Unica fonte su N. è san Gregorio Magno che, nel 593, chiese specifiche notizie «de domno Nonnoso abbate, qui iuxta domnum Anastasium de Pentumnis fuit». Sebbene la storia di Gregorio si limiti al racconto di tre miracoli senza alcun riferimento cronologico esplicito che informi sulla vita di N., questo può essere dedotto dalle parole del primo libro dei Dialoghi, scritti tra il 593 e il 594, in cui fa riferimento al santo come vivente mentre il re longobardo Agilulfo premeva alle porte di Roma, definendolo «praeposito [abate] monasterio in monte qui Soractis dicitur», datando alla stessa epoca anche la chiesa e il convento di S. Silvestro. Tale datazione viene confermata dal Moricca, che colloca N. nella prima metà del sec. VI, in età coeva a san Benedetto da Norcia.
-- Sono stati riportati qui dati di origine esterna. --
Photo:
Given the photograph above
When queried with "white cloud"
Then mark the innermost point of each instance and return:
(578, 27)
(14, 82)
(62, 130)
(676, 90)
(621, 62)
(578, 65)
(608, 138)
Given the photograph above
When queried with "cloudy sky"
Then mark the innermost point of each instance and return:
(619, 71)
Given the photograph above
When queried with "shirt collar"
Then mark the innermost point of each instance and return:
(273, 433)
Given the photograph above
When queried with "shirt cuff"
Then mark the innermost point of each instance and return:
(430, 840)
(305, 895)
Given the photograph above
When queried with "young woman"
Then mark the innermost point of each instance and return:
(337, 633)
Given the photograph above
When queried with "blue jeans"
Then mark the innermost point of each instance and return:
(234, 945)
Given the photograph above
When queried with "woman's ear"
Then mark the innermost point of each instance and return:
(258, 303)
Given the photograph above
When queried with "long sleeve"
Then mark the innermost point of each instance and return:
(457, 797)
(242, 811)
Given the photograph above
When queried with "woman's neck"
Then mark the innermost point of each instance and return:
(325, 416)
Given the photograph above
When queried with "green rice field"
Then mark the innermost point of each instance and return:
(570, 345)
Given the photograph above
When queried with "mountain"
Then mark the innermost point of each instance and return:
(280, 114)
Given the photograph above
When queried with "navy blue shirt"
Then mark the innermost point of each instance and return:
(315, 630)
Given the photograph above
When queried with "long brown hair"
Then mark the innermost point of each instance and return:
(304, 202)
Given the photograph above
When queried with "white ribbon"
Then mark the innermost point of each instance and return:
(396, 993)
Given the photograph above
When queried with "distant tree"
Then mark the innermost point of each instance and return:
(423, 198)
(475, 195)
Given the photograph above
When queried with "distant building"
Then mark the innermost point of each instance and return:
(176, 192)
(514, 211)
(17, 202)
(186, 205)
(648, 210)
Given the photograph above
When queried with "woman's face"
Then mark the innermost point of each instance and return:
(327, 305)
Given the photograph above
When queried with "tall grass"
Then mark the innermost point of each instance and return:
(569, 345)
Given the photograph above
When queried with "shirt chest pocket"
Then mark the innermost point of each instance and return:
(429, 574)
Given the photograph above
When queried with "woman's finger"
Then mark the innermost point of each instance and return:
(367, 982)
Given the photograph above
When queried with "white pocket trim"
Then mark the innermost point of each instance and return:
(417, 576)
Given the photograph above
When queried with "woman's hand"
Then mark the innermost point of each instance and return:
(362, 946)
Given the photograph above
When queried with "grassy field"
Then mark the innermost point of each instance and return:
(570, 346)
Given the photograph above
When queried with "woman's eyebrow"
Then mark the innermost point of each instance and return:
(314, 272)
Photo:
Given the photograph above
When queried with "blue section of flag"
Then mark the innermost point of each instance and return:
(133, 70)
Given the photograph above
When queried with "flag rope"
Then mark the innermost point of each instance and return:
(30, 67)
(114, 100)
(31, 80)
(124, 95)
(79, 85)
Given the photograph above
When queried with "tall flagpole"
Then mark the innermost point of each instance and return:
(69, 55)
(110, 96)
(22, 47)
San Gregorio ne fa l’apologia per la mitezza di carattere e l’ascendente che riscuoteva presso i suoi per i miracolosi atti tra i quali la leggenda dell’oito: lamentandosi i frati per l’aridità della terra del convento non adatta a essere coltivata a causa della presenza di un masso di calcare, N. si pose una notte solo a pregare e al mattino i frati trovarono lo spazio libero per l’orto. Tale rupe si identifica ancora nel versante sud-ovest al di sotto della chiesa di S. Silvestro, chiamata dal popolo Sasso di san Nonnoso.

Il secondo miracolo avvenne quando era ancora sacrestano, allorché riuscì a ricomporre una lampada di vetro cadutagli; tale prodigio pare accomunare l’esistenza di diversi santi, tra i quali è da annoverare santa Rosa da Viterbo. Sempre in soccorso alla vita monastica, N., allorché parve necessario che i monaci fossero costretti ad andare a lavorare presso i contadini dei dintorni per ovviare alla scarsa produzione di olio del monastero, per evitare distrazioni dalla preghiera fece mettere le poche olive raccolte nel frantoio e fece distribuire in molti orci una piccola quantità di olio e il giorno dopo tutti gli orci erano ricolmi del prezioso liquido.

Alcuni lo vogliono abate di S. Silvestro, altri solo priore e poi abate di Suppetonia (Degli Effetti, pp. 116-117). Secondo la tradizione morì abate del cenobio benedettino del Soratte il 2 settembre di un anno incerto, e qui venne sepolto, ma dopo la devastazione dei Longobardi i monaci fuggirono nel convento fortificato di Suppetonia portandosi il corpo del santo. Il suo corpo fu trasferito a Castel Sant’Elia nella valle/monastero Suppetonia, dove ne fu trovata una parte nel 1776. Una parte delle reliquie fu deposta dal vescovo Nitger (1039-1052) nella cripta della cattedrale di Freising, in Baviera, dove N. è venerato insieme a san Sigismondo come patrono. Riposa insieme ad Anastasio nella cripta della chiesa di S. Antonio abate a Castel Sant’Elia, della cui cittadina entrambi sono venerati come patroni. Sul Soratte il culto in suo onore, dopo una lunga interruzione causata dalla rovina del monastero di S. Silvestro, riprese nel 1655-1658 per iniziativa del cistercense Andrea di san Bonaventura; le sue reliquie vennero poste sotto l’altare in suo onore.

BIBL.- Degli Effetti 1675; Moricca 1924, pp. 43-47; Montecchi 1939, pp. 43-45; De Carolis 1950, pp. 160-161; Mastrocola 1962; Benedetto Cignitti in Bibliotheca Sanctorum, IX, coll. 1047-1050; Rendina 2001, pp. 211, 539.